Psychotherapeuten finden Wie Sie schneller an einen Termin kommen

Die Praxen von Psychotherapeuten sind vielerorts hoffnungslos überlaufen. Durchschnittlich drei Monate müssen Patienten auf einen Termin warten. Was Kranke tun können, um die Wartezeit zu verkürzen.

Von Katrin Neubauer

"Im Moment habe ich nichts frei. Vielleicht in drei oder vier Monaten wieder. Wenden Sie sich doch bitte an andere Kollegen." Die Antworten auf Anfragen bei sechs weiteren Psychotherapeuten in Berlin und Brandenburg sind ähnlich. Auf die Schnelle ist kein Therapieplatz zu bekommen.

Durchschnittlich drei Monate müssen sich Patienten bundesweit gedulden, bis sie einen Ersttermin bei einem Psychotherapeuten erhalten. Insgesamt gibt es in Deutschland etwa 27 000 kassenärztlich zugelassene Psychotherapeuten.
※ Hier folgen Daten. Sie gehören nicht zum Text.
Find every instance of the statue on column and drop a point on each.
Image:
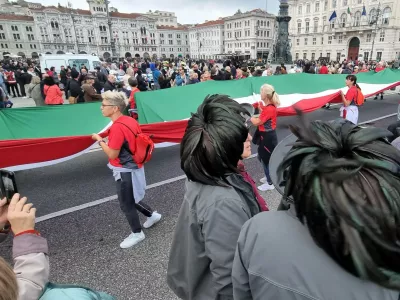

Demgegenüber stehen schätzungsweise drei bis vier Millionen Menschen mit einer Depression. "Die Zahl der Erkrankungen ist entgegen anders lautenden Berichten in den vergangenen 15 Jahren zwar nicht signifikant gestiegen, aber mehr Menschen nehmen inzwischen psychotherapeutische Hilfe in Anspruch", sagt Dietrich Munz, Präsident der Bundespsychotherapeutenkammer (BPtK). So hat sich die Zahl der Patienten, die innerhalb eines Quartals beim Psychotherapeuten waren, laut BPtK zwischen 2004 und 2014 von 840 000 auf 1,25 Millionen erhöht. Die Bedarfsplanung für die Praxen stammt dagegen aus dem Jahr 1999 und wurde seither kaum angepasst.

Psychotherapeut ist ein geschützter Begriff

Psychotherapeuten sind entweder Mediziner mit einer entsprechenden Facharztausbildung oder Psychologen (in selteneren Fällen auch Pädagogen) mit einer staatlich anerkannten Zusatzausbildung. Nur diese Berufsgruppen dürfen die Bezeichnung Psychotherapeut tragen. Heilpraktiker gehören nicht dazu.

Psychologische Psychotherapeuten dürfen - anders als die ärztlichen Therapeuten - keine körperlichen Untersuchungen durchführen und keine Rezepte oder Krankschreibungen ausstellen.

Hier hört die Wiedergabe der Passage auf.